Recent studies have shown, for example, that higher welfare payments often encourage students to drop out of school, that they encourage families to disintegrate, and that they often lead to lifelong dependency. Cecil Monroe, head of the Philadelphia NAACP, once said that welfare was the worst thing that could have happened to the Negro. Even for such an extreme position, there is factual support.
Because most of us were committed to doing something we thought was good, we ignored the criticisms. But we also therefore ignored the real need—which was, and remains, decent, dignified jobs for all…
[Another] example: We have always operated our schools on the theory that the school system itself was right: if a child failed, it was the child who was at fault. So we put labels on children who failed. We called them culturally disadvantaged, or retarded, or perhaps lazy or stupid.
But the results of this policy, are that one quarter to one third of our young men cannot meet even the minimal mental qualifications for the armed forces: that over half the graduates of many of our high schools are unequipped for even the most rudimentary jobs; that hundreds of thousands of children waste away in institutions.
We can no longer afford this waste. If our present educational methods cannot do better, then they must be changed to fit the students, just as doctors change a treatment which fails to cure a sick patient. We must now regard a student’s failure as the school’s failure, and as our failure—and hold ourselves responsible for our children’s shortcomings.

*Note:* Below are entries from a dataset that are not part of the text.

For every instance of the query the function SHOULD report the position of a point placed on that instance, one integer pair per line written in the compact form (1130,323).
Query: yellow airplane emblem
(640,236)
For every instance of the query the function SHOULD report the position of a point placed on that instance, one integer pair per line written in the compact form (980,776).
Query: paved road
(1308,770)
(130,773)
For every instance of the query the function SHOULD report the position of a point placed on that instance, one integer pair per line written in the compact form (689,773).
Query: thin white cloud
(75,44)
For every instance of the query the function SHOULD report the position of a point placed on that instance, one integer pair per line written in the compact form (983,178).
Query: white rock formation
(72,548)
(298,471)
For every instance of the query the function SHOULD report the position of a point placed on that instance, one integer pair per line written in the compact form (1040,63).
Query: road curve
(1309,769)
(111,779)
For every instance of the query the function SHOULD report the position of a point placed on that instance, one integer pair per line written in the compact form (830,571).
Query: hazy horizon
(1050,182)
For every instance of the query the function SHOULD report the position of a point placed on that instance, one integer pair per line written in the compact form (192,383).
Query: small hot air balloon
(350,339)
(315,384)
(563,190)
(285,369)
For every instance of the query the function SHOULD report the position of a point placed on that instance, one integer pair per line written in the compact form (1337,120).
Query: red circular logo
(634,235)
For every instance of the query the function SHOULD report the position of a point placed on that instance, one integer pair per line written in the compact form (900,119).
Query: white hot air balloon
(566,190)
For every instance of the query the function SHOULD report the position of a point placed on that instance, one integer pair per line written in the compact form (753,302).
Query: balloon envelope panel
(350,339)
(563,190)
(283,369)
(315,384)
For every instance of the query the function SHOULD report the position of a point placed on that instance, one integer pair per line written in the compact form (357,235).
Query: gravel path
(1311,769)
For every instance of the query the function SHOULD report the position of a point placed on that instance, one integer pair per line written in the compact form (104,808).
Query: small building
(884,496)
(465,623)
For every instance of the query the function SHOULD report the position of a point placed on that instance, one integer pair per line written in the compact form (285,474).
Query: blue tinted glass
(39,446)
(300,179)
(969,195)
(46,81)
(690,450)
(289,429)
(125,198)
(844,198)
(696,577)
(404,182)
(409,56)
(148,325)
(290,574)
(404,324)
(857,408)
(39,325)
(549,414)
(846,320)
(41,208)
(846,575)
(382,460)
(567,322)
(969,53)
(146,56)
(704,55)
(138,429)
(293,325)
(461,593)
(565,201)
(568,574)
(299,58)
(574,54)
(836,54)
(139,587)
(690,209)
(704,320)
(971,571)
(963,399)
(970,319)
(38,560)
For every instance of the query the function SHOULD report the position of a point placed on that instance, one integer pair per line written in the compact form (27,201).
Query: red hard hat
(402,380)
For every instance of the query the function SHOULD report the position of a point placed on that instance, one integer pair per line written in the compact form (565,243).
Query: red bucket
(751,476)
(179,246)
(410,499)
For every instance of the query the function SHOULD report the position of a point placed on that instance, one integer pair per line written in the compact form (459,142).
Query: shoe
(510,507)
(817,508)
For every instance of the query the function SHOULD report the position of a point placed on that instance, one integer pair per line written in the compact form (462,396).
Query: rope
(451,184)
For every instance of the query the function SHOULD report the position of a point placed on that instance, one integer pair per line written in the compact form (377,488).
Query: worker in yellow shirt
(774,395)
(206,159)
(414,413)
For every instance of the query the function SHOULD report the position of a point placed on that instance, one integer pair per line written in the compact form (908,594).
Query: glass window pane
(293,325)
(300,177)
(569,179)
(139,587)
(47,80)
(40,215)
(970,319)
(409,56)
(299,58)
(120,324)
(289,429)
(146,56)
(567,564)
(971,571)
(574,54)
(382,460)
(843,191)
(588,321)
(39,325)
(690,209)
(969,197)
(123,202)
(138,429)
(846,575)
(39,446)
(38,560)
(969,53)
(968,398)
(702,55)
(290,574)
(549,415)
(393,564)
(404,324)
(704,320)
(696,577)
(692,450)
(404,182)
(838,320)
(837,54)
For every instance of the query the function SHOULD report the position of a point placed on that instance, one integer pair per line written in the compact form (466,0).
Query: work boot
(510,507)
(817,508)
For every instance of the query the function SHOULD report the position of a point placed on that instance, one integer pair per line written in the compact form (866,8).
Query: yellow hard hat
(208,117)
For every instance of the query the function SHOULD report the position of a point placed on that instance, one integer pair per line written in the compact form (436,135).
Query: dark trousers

…There is no question which does not require the same new thinking, the same willingness to date…
We have committed our surplus food to feed the starving abroad, and we have offered to help in curbing population growth; but will we act on the scale necessary to prevent the mass starvation which our present level of effort cannot forestall?
We have abandoned isolationism, and made commitments in every corner of the world; but will we be equally ready to abandon the status quo, and associate ourselves with the rising forces of revolution—in Latin America, in Africa, in Asia?…
Lincoln said it best: “We must think anew and act anew. We must disenthrall ourselves.”
To say it, however, is not to do it. It is not easy, in the middle of one’s life or political career, to say that the old horizons are too limited, that our education must begin again, that new visions must replace the old if our vitality is to remain and be renewed…
[Yet] surely we must be determined to do this.